Tasos Zembylas (born 1962 in Cyprus) is a philosopher and social scientist with focus in aesthetics and cultural institution studies.

== Life ==

From 1991 to 1997, Zembylas studied philosophy, history of art and sociology at the University of Vienna. In 1995 he held a research grant at the "Internationales Forschungszentrum Kulturwissenschaften" in Vienna. From 1997 to 1999 he was commissioned to carry out various studies in the field of education and vocational training. He also lectured on aesthetics and sociology of art at the University of Vienna and at the University of Applied Art in Vienna. In 1999, he was appointed assistant professor at the Institute of Culture Management and Culture Studies of the University of Music and Performing Arts Vienna. Having completed his advanced habilitation thesis in 2003, he was appointed university professor for Cultural Institutions Studies at the same institute. In 2009, Zembylas was visiting professor at Zeppelin University in Friedrichshafen, and 2010 he moved to the Institute for Music Sociology at the University of Music and Performing Arts Vienna.

== Research ==

Major research interests of Tasos Zembylas are epistemology of artistic creative practices, Cultural Institutions Studies, and cultural policy.
In the 1990s Tasos Zembylas investigated the formation process of the contemporary concept of art.

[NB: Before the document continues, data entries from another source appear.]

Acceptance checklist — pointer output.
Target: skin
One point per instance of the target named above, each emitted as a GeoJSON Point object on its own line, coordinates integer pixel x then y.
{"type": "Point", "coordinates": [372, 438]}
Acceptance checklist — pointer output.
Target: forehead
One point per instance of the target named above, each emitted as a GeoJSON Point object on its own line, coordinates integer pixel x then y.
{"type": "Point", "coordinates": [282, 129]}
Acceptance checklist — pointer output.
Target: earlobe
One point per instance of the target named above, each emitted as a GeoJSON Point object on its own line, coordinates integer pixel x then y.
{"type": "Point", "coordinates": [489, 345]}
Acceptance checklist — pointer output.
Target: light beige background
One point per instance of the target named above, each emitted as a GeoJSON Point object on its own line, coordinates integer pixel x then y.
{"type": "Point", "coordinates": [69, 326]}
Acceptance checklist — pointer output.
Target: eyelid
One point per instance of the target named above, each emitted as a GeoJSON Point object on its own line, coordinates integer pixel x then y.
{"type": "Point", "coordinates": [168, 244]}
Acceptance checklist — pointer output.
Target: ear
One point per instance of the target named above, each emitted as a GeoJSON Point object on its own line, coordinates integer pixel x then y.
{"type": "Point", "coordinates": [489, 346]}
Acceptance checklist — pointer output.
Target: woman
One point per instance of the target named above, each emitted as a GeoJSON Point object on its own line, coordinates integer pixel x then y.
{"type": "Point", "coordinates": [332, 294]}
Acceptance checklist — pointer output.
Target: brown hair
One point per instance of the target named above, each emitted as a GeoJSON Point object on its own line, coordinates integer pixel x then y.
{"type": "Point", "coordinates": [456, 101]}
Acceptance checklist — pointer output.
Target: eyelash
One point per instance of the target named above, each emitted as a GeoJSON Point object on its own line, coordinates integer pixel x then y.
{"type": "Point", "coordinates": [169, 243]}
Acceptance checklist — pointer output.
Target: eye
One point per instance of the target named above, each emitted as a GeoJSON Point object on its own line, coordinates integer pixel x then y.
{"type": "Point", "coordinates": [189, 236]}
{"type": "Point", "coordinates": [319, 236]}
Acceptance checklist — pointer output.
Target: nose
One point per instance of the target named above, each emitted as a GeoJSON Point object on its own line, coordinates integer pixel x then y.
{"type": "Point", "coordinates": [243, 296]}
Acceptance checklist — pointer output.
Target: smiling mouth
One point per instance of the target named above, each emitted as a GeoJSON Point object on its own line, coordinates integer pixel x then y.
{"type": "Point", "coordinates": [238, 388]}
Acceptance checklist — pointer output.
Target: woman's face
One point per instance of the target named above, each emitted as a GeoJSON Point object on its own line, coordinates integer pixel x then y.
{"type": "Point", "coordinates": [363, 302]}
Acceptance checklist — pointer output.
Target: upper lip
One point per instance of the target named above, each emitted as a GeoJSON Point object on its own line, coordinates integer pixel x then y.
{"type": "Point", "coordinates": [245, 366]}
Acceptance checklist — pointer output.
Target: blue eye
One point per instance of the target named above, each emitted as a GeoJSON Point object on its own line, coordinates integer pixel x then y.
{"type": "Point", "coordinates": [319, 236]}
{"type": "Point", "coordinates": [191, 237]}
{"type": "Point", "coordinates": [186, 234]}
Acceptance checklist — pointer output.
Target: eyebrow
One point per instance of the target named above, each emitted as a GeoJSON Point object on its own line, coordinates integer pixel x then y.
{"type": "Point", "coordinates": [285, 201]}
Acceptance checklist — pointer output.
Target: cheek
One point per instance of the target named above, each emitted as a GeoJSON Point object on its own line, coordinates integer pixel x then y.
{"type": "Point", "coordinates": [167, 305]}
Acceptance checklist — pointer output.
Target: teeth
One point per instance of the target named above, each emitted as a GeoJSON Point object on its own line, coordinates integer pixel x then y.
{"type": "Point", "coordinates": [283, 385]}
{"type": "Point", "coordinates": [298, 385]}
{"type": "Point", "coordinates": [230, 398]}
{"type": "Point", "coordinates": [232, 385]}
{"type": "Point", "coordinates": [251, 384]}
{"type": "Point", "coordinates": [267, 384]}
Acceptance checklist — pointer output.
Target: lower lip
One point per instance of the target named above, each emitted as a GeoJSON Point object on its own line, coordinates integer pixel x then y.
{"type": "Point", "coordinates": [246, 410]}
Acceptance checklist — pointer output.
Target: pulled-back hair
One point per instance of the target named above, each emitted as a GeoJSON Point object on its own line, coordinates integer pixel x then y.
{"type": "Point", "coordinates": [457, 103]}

His approach was to study not only relevant discourses and art theories in visual arts, but, equally important, to describe and analyse institutional structures, processes of valuations and other practices taking place in the art world. He thereby developed a practice-oriented and practice-theoretical approach to the sociology of the arts.

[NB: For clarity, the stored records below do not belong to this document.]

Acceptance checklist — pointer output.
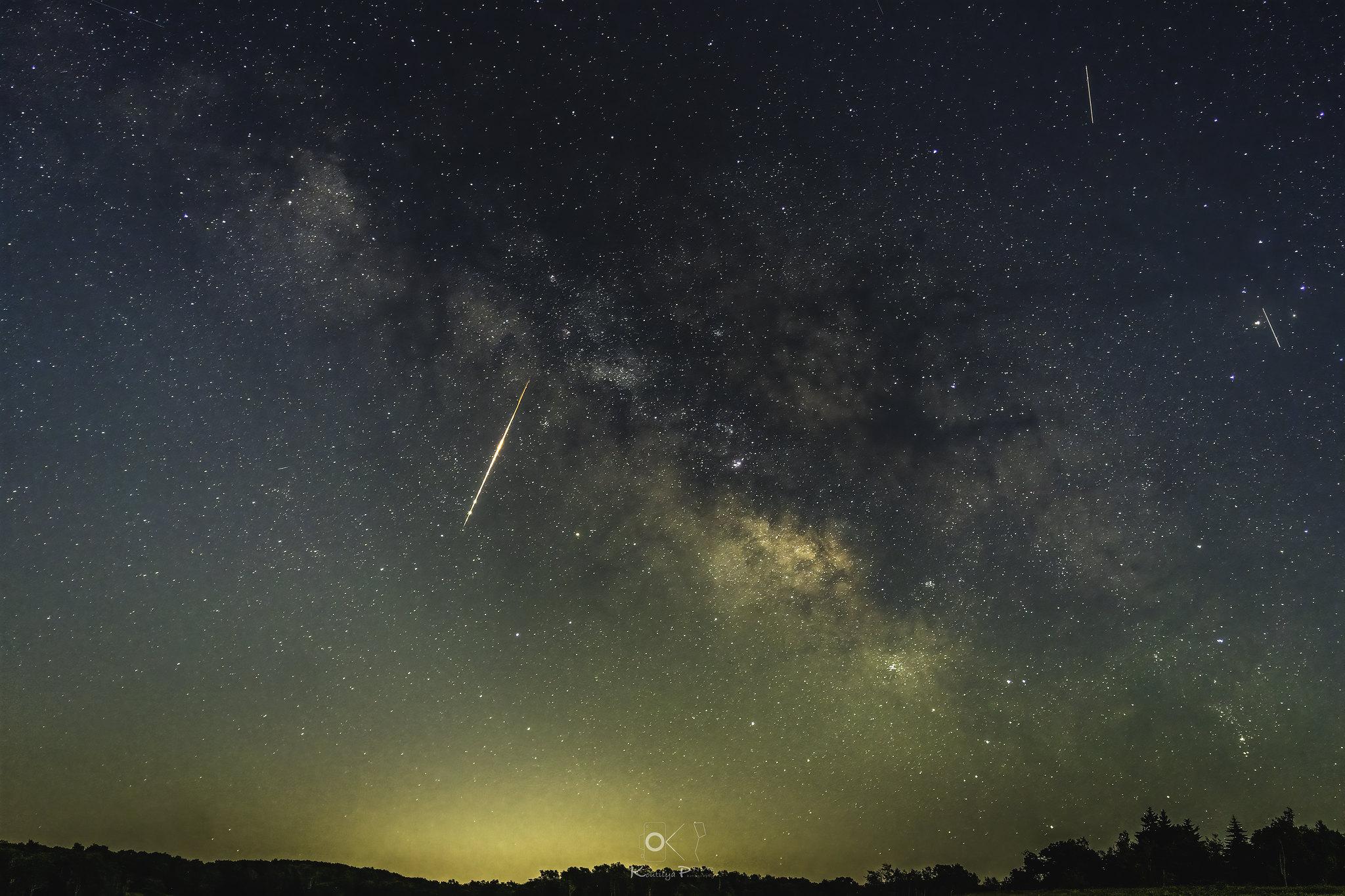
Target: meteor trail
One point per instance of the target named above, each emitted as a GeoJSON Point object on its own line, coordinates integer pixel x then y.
{"type": "Point", "coordinates": [494, 457]}
{"type": "Point", "coordinates": [1271, 330]}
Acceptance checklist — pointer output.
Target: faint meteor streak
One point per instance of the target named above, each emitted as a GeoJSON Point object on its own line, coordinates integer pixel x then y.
{"type": "Point", "coordinates": [1271, 330]}
{"type": "Point", "coordinates": [495, 457]}
{"type": "Point", "coordinates": [1088, 85]}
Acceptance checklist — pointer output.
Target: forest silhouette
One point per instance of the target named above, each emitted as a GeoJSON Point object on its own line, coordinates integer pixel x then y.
{"type": "Point", "coordinates": [1162, 853]}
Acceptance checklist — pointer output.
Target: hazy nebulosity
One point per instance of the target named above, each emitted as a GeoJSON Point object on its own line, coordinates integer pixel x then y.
{"type": "Point", "coordinates": [904, 476]}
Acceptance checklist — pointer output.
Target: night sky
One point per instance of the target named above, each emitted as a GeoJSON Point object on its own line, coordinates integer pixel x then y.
{"type": "Point", "coordinates": [907, 473]}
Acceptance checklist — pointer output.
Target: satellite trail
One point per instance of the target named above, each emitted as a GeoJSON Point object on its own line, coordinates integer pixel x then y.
{"type": "Point", "coordinates": [495, 457]}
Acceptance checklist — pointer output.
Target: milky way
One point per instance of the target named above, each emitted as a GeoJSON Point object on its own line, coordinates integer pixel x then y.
{"type": "Point", "coordinates": [904, 475]}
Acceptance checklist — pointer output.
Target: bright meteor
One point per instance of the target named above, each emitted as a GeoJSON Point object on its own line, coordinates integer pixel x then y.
{"type": "Point", "coordinates": [1271, 330]}
{"type": "Point", "coordinates": [495, 457]}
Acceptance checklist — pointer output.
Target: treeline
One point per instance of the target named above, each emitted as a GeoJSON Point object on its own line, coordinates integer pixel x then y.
{"type": "Point", "coordinates": [1161, 853]}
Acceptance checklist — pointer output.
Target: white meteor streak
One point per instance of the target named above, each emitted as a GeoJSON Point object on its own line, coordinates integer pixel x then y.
{"type": "Point", "coordinates": [495, 457]}
{"type": "Point", "coordinates": [1088, 83]}
{"type": "Point", "coordinates": [1271, 330]}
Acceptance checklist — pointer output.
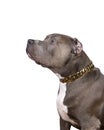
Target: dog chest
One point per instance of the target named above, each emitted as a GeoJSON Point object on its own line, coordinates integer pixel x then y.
{"type": "Point", "coordinates": [62, 109]}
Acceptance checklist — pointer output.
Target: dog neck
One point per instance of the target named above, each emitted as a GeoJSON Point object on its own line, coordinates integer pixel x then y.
{"type": "Point", "coordinates": [78, 74]}
{"type": "Point", "coordinates": [80, 66]}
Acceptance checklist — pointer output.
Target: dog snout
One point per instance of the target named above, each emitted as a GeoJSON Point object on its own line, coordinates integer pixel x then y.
{"type": "Point", "coordinates": [30, 41]}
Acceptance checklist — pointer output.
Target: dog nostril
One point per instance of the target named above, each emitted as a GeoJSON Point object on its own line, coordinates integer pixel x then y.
{"type": "Point", "coordinates": [30, 41]}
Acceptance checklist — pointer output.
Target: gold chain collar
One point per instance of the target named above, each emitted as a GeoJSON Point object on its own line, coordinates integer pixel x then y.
{"type": "Point", "coordinates": [79, 74]}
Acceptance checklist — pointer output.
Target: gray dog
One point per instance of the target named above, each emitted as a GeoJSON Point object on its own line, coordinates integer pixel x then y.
{"type": "Point", "coordinates": [80, 100]}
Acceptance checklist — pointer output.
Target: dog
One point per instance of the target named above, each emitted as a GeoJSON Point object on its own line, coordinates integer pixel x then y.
{"type": "Point", "coordinates": [80, 100]}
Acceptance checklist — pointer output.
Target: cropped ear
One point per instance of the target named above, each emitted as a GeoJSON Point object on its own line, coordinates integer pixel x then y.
{"type": "Point", "coordinates": [77, 48]}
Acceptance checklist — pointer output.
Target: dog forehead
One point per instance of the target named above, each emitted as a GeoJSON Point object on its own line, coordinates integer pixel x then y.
{"type": "Point", "coordinates": [59, 37]}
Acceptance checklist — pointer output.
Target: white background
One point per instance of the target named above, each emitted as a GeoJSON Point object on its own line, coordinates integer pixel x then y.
{"type": "Point", "coordinates": [27, 91]}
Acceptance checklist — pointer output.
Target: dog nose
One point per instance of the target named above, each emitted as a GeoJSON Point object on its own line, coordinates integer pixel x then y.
{"type": "Point", "coordinates": [30, 41]}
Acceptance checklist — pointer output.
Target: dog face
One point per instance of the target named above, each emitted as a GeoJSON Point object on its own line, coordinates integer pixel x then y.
{"type": "Point", "coordinates": [54, 52]}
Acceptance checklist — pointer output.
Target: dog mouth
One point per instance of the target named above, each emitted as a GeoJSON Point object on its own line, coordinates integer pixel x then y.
{"type": "Point", "coordinates": [32, 58]}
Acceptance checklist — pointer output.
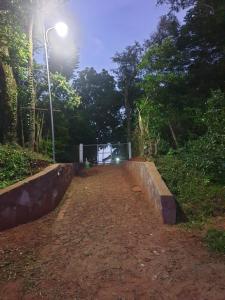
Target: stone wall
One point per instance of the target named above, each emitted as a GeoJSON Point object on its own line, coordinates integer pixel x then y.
{"type": "Point", "coordinates": [35, 196]}
{"type": "Point", "coordinates": [148, 178]}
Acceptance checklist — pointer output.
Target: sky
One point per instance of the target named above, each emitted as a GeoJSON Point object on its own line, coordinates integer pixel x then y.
{"type": "Point", "coordinates": [103, 27]}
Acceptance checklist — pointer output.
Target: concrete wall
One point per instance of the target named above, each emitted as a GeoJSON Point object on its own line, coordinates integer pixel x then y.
{"type": "Point", "coordinates": [148, 178]}
{"type": "Point", "coordinates": [35, 196]}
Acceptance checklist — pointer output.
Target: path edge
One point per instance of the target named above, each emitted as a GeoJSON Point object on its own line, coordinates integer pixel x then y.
{"type": "Point", "coordinates": [146, 175]}
{"type": "Point", "coordinates": [35, 196]}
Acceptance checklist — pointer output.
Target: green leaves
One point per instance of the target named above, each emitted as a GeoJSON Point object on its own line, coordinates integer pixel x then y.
{"type": "Point", "coordinates": [16, 164]}
{"type": "Point", "coordinates": [215, 240]}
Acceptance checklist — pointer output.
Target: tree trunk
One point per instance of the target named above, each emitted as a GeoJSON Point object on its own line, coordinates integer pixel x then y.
{"type": "Point", "coordinates": [128, 113]}
{"type": "Point", "coordinates": [8, 118]}
{"type": "Point", "coordinates": [31, 90]}
{"type": "Point", "coordinates": [173, 134]}
{"type": "Point", "coordinates": [141, 136]}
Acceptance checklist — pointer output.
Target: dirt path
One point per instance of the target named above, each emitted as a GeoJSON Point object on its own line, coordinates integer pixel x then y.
{"type": "Point", "coordinates": [104, 242]}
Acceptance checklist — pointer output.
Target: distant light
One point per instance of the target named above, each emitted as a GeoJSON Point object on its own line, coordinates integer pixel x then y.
{"type": "Point", "coordinates": [62, 29]}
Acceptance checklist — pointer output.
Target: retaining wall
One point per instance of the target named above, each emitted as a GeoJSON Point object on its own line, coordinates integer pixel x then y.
{"type": "Point", "coordinates": [35, 196]}
{"type": "Point", "coordinates": [148, 178]}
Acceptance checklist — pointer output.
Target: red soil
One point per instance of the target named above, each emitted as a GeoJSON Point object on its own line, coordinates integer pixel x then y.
{"type": "Point", "coordinates": [105, 242]}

The close connection between arts and social practices, as well as between art worlds and social structures embodied in cultural activities, led Zembylas in early 2000s to focus on cultural, social, political and economic analysis of arts and culture. His theoretical efforts resulted in the elaboration of an inter-disciplinary approach towards the major topics of cultural institution studies. In addition to his theoretical work, Zembylas has conducted several empirical studies, notably on public funding of the arts in Austria, which dealt with the legal standards prevailing in administrative subsidy procedures as well as the effects of public funding policies.
From 2006 to 2008, together with Claudia Dürr, Zembylas investigated the literary writing process from an epistemological perspective. The study focused on the formation and effects of artistic-practical know-how, as well as on the role of professional experience in the creative process. This study led to a general epistemology of artistic creative practices.

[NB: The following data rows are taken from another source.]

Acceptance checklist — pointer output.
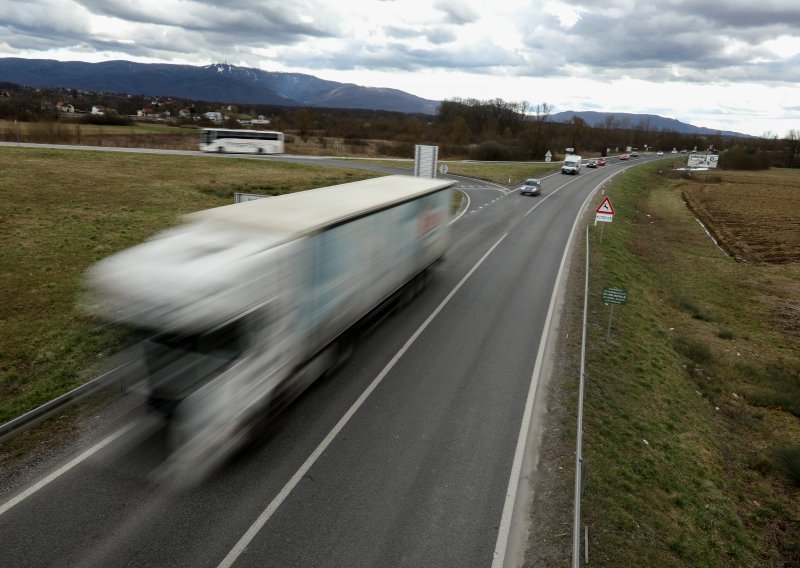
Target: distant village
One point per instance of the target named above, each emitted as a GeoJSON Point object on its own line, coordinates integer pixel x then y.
{"type": "Point", "coordinates": [74, 103]}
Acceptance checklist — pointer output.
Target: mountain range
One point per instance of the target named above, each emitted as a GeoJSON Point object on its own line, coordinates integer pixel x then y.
{"type": "Point", "coordinates": [224, 83]}
{"type": "Point", "coordinates": [653, 122]}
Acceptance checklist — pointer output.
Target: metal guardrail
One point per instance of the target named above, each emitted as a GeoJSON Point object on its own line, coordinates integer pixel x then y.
{"type": "Point", "coordinates": [579, 463]}
{"type": "Point", "coordinates": [33, 417]}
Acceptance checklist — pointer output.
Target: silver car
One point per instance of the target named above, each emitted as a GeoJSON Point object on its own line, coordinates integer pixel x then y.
{"type": "Point", "coordinates": [531, 186]}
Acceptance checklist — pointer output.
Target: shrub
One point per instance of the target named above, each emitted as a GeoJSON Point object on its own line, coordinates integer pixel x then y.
{"type": "Point", "coordinates": [491, 151]}
{"type": "Point", "coordinates": [744, 158]}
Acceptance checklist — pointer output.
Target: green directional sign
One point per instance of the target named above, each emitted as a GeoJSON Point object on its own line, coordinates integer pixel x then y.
{"type": "Point", "coordinates": [615, 295]}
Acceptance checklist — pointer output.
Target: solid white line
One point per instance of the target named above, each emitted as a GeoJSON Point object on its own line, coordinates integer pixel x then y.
{"type": "Point", "coordinates": [64, 469]}
{"type": "Point", "coordinates": [504, 528]}
{"type": "Point", "coordinates": [262, 519]}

From 2013 to 2015, together with Andreas Holzer, Annegret Huber, Martin Niederauer and Rosa Reitsamer, Zembylas conducted a similar study on composition processes in the field of contemporary art music. In this case, the focus was on the materiality and processuality of artistic practices. In addition, the synergy of different forms of knowledge (especially tacit knowledge) was systematically investigated.
Tasos Zembylas has also published a literary travelogue about Athos. In it he not only addressed religious practices but also the economic management of the Holy Monastery of Vatopedi, which made the headlines in the international press in 2008 in connection with a real estate scandal.